What is EMDR
L'EMDRacronym for Eye Movement Desensitisation and Reprocessingor, desensitisation and reprocessing through eye movements, is a therapeutic approach used for the treatment of trauma and post-traumatic stress disorder.
When you suffer a psychological trauma or one experiences particularly stressful events, the individual is not always able to process the necessary information (thoughts, emotions, physical sensations), which remain 'trapped', reoccurring even after some time, as if the person were still experiencing the triggering event.
The EMDR therapy focuses on the re-enactment of the traumatic experience and aims to have the memory adequately reprocessed, resulting in a reduction of symptoms.
EMDR: how it works
As highlighted by the Dr. Roger M. Solomon, who will speak by videoconference at the Congress "Attachment and Trauma" organised by ISC Training Dashboard in Rome, EMDR therapy is a method divided into eight phases and involves the processing of past memories at the origin of the problems manifested in the present.
Through the EMDR technique, the therapist performs a specific stimulation involving both cerebral hemispheres: this can be done with alternating eye movements or right/left tactile stimulation, without intervening directly so as not to interrupt the processing.
From a clinical point of view, after one or more sessions of EMDR the patient no longer presents the typical symptoms of post-traumatic stress disorder. Memories related to the traumatic event lose their negative emotional charge, emotions are perceived less intensely and physical sensations are lessened.
Another significant change is that the patient is better able to distinguish real dangers from imaginary ones conditioned by anxiety.
With which disorders is EMDR used
Therapy EMDR is used for the treatment of symptoms related to psychological traumas of various kinds and different emotional impact. When we speak of 'trauma', in fact, we must make a distinction between those linked to particularly intense events and those of lesser importance. To the latter belong, for example, relational traumas caused by attachment figures who do not fully meet the emotional needs of the child. To the first group, on the other hand, belong:
- Trauma from natural disasters;
- Traffic accident injuries;
- Abuse trauma;
- Trauma as a result of violence;
- Lives of humiliation;
- Childhood trauma.
The EMDR therapy has demonstrated clear efficacy in the treatment of the following disorders in particular:
- Post-traumatic stress disorder (PTSD);
- Acute stress disorder;
- Complex post-traumatic disorder;
- Dissociative disorders;
- Adaptation disorders;
- Attachment-related disorders.
EMDR is also used a lot in therapy with children, given their inability to cognitively process memories.
EMDR: side effects
Being a particularly intense type of therapy, it can happen that following a session the patient cries or feels very tired. This depends on the intensity of the emotional, cognitive and physical processing.
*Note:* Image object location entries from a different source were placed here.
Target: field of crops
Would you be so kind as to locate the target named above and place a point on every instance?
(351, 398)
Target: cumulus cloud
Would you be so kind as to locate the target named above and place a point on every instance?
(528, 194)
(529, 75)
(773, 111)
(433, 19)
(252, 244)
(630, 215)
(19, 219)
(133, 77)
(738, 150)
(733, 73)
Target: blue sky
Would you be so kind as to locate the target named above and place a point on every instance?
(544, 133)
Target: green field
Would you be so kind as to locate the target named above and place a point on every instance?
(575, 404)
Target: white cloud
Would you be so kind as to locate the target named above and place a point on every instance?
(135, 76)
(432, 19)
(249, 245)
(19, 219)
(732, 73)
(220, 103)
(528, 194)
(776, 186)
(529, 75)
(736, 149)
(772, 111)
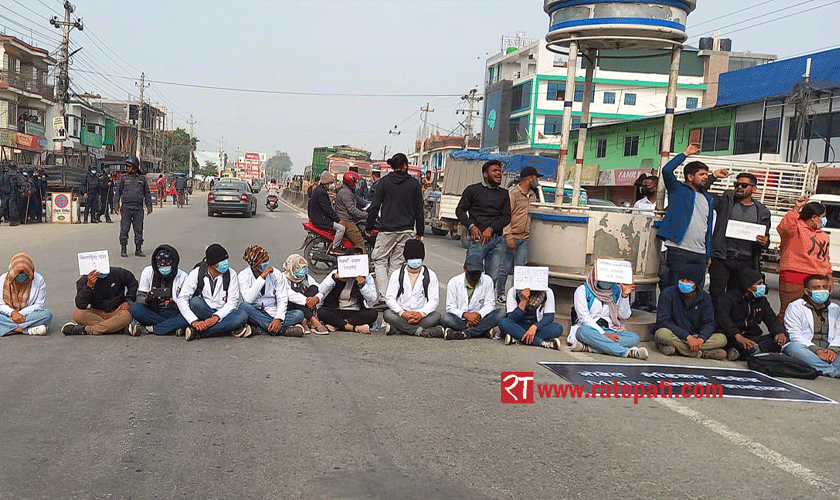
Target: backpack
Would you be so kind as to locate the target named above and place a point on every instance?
(781, 365)
(426, 280)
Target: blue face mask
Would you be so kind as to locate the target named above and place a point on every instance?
(819, 296)
(414, 263)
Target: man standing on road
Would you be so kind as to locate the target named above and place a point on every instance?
(132, 193)
(398, 203)
(485, 210)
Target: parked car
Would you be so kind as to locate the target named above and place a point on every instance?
(231, 195)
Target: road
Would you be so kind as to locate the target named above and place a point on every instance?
(355, 417)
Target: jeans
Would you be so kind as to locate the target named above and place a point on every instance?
(35, 318)
(802, 353)
(233, 321)
(258, 317)
(163, 322)
(598, 343)
(491, 253)
(517, 330)
(484, 325)
(512, 257)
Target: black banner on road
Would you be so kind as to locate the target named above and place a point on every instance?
(640, 381)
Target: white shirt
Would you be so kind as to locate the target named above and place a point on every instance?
(458, 302)
(413, 299)
(37, 296)
(590, 315)
(222, 301)
(274, 300)
(799, 323)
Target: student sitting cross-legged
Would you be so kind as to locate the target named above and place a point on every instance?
(600, 306)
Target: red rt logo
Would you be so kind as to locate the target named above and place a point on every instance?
(511, 391)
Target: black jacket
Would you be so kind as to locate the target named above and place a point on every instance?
(320, 208)
(111, 291)
(400, 200)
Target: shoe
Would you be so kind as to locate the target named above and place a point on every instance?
(718, 354)
(452, 334)
(37, 330)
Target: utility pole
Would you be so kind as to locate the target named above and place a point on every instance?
(468, 126)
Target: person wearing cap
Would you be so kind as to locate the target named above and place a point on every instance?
(484, 210)
(518, 231)
(265, 296)
(685, 318)
(471, 304)
(413, 296)
(209, 299)
(321, 213)
(160, 284)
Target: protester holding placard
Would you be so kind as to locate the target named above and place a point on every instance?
(599, 307)
(23, 298)
(346, 299)
(804, 250)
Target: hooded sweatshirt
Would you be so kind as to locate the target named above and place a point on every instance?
(400, 200)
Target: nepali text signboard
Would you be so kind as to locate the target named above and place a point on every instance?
(677, 381)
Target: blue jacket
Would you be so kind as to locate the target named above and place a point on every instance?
(697, 319)
(681, 206)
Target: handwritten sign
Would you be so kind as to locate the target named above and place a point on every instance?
(744, 230)
(350, 266)
(614, 271)
(88, 261)
(535, 278)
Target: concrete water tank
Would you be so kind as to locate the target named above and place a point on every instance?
(617, 24)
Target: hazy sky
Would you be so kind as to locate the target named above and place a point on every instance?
(414, 48)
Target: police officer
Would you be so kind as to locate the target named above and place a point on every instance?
(90, 190)
(132, 193)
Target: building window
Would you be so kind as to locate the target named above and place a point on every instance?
(631, 145)
(602, 149)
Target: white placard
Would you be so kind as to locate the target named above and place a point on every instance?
(88, 261)
(535, 278)
(744, 230)
(614, 271)
(350, 266)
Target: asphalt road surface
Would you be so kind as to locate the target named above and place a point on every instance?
(351, 416)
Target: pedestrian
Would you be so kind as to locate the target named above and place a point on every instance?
(484, 210)
(687, 226)
(132, 193)
(103, 301)
(22, 302)
(398, 203)
(731, 255)
(599, 307)
(518, 232)
(804, 250)
(160, 284)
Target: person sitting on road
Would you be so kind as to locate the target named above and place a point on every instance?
(813, 324)
(345, 307)
(321, 213)
(22, 302)
(685, 319)
(599, 307)
(209, 299)
(102, 303)
(530, 319)
(413, 296)
(160, 284)
(303, 293)
(739, 314)
(265, 294)
(471, 304)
If the trauma has not been fully processed during the session, it is possible that in the following hours the patient may relive the memory or the unpleasant feelings associated with it.
Should the patient experience any of these side effects after the EMDR session, the therapist may consider anticipating the next session if necessary.
In 2003, the Italian Ministry of Health also approved the use of EMDR in the treatment of disorders related to traumatic events; while in 2013, the World Health Organisation (WHO) recognised EMDR as an effective treatment for psychological trauma and associated disorders.
It will be possible to deepen the topic together with the Dr. Roger M. Solomon, an international expert in the EMDR method, who will speak via videoconference at the Congress "Attachment and Trauma: Effective Clinical Interventions and Research"organised by ISC Training Dashboard to be held by Friday 30 September to Sunday 2 October 2022, from 9:30 a.m. to 6:30 p.m. at the Auditorium Antonianum in Rome.